В этом было столько неправильного, что моя голова запылала от осознания безумия, которое случилось прошлой ночью.
Первым в списке стоял Уильям. Который находился здесь же, в другой стороне коттеджа, когда все это произошло! Я знала, что он крепко спал и что родители по всему миру занимаются сексом в том же доме, где находятся их дети, но ведь не тогда, когда эти самые родители расстались десять лет назад.

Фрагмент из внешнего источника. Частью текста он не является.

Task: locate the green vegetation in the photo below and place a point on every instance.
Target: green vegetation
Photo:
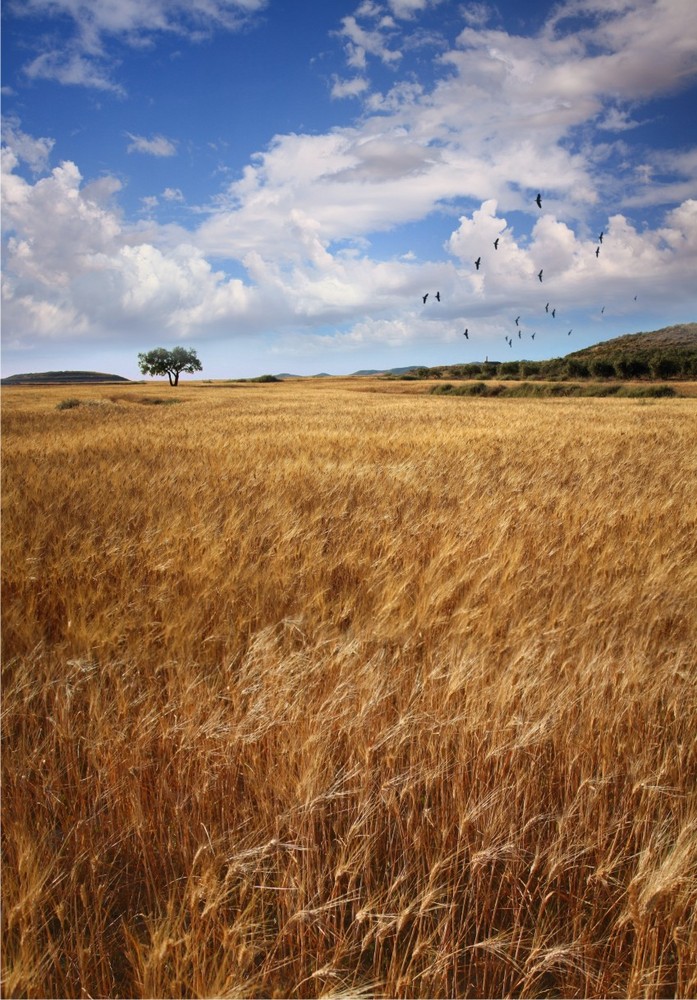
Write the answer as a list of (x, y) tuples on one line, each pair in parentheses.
[(172, 363), (541, 389), (670, 353)]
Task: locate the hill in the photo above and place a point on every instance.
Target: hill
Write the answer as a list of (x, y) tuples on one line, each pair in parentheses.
[(672, 338), (669, 353), (61, 378)]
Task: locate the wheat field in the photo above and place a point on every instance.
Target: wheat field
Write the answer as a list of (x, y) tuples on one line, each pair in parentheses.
[(337, 689)]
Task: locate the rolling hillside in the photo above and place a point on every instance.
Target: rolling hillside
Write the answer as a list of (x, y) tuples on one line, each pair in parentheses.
[(62, 378)]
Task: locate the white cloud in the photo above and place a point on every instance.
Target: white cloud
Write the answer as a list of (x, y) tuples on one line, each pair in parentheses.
[(34, 152), (473, 149), (158, 145), (71, 68), (349, 88), (360, 40)]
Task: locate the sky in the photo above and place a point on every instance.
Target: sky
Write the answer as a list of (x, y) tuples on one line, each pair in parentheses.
[(277, 184)]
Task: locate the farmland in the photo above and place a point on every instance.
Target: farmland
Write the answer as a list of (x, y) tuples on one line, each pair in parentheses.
[(337, 687)]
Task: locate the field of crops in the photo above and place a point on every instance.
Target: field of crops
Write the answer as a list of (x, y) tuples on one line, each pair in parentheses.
[(335, 688)]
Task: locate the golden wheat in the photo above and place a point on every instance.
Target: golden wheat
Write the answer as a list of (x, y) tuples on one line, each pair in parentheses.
[(338, 689)]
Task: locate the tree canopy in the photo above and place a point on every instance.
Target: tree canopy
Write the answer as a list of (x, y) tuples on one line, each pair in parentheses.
[(172, 363)]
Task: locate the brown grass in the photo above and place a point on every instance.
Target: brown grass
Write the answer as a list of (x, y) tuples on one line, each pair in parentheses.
[(332, 689)]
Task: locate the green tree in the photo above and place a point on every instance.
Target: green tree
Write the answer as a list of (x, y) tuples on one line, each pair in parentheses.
[(172, 363)]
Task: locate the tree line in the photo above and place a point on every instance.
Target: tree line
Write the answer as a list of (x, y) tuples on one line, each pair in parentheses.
[(657, 364)]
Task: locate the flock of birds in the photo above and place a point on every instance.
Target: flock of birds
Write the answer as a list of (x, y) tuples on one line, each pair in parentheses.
[(539, 275)]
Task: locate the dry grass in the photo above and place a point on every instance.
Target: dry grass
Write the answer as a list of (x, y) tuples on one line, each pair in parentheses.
[(311, 691)]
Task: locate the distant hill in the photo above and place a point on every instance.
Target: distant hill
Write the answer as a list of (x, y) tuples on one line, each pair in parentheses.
[(680, 337), (61, 378), (669, 353), (385, 371)]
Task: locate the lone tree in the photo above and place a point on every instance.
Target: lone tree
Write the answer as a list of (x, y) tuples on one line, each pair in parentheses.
[(160, 361)]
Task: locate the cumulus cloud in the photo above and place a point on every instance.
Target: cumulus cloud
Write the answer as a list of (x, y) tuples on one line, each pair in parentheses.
[(506, 117), (158, 145), (349, 88), (34, 152)]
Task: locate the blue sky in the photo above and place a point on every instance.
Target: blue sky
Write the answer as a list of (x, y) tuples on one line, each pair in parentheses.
[(277, 183)]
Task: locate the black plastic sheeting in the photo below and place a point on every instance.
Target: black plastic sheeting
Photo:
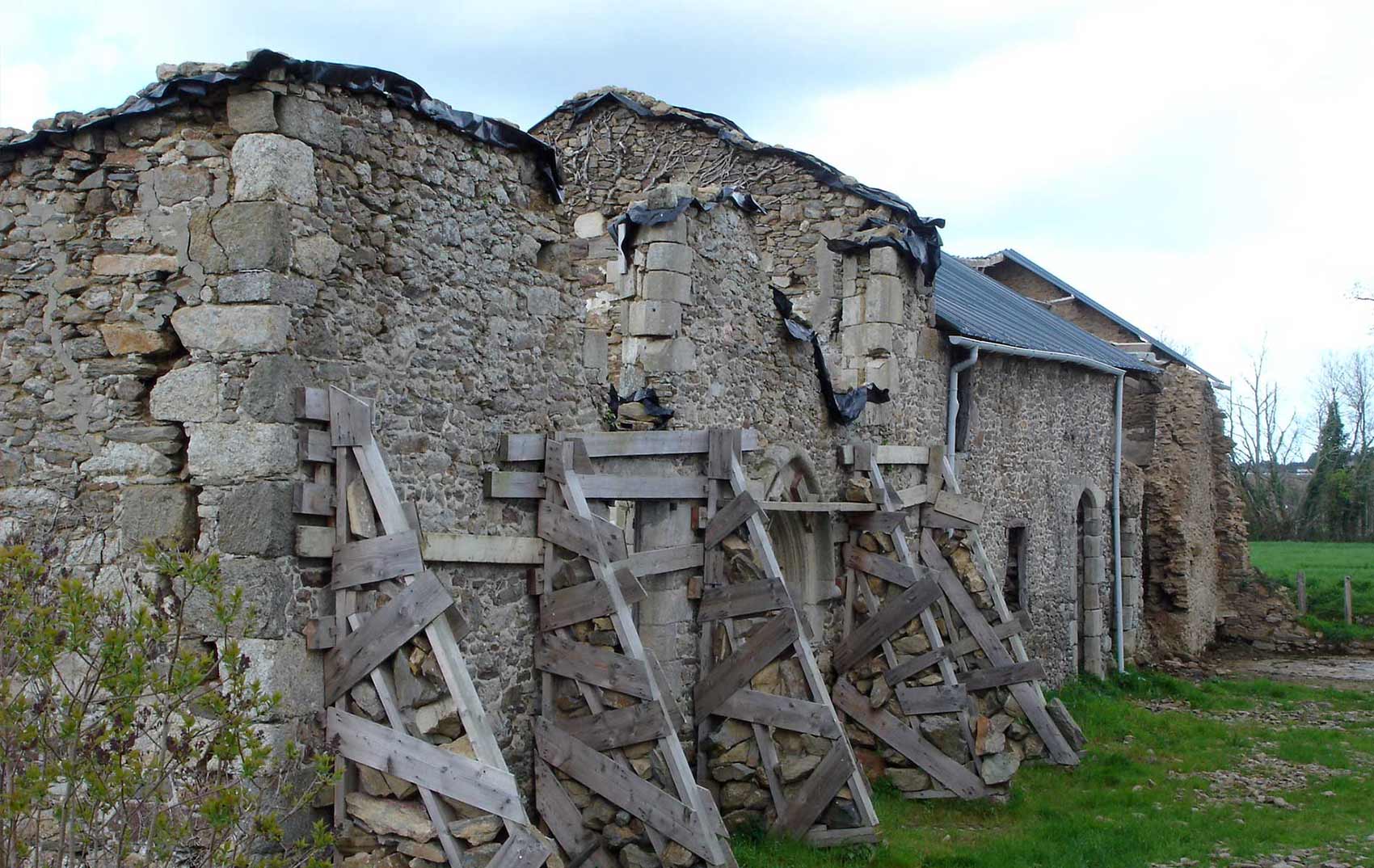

У него была целая жизнь, чтобы свыкнуться с тем фактом, что мы с Адамом не вместе и никогда не будем вместе, поэтому трудно даже представить себе, как с этим справится его бедное предподростковое сознание.
Он был бы не просто в замешательстве, все было бы намного хуже. Он бы стал надеяться. Оказался бы под ужасным, неправильным впечатлением, что все это могло что-то значить.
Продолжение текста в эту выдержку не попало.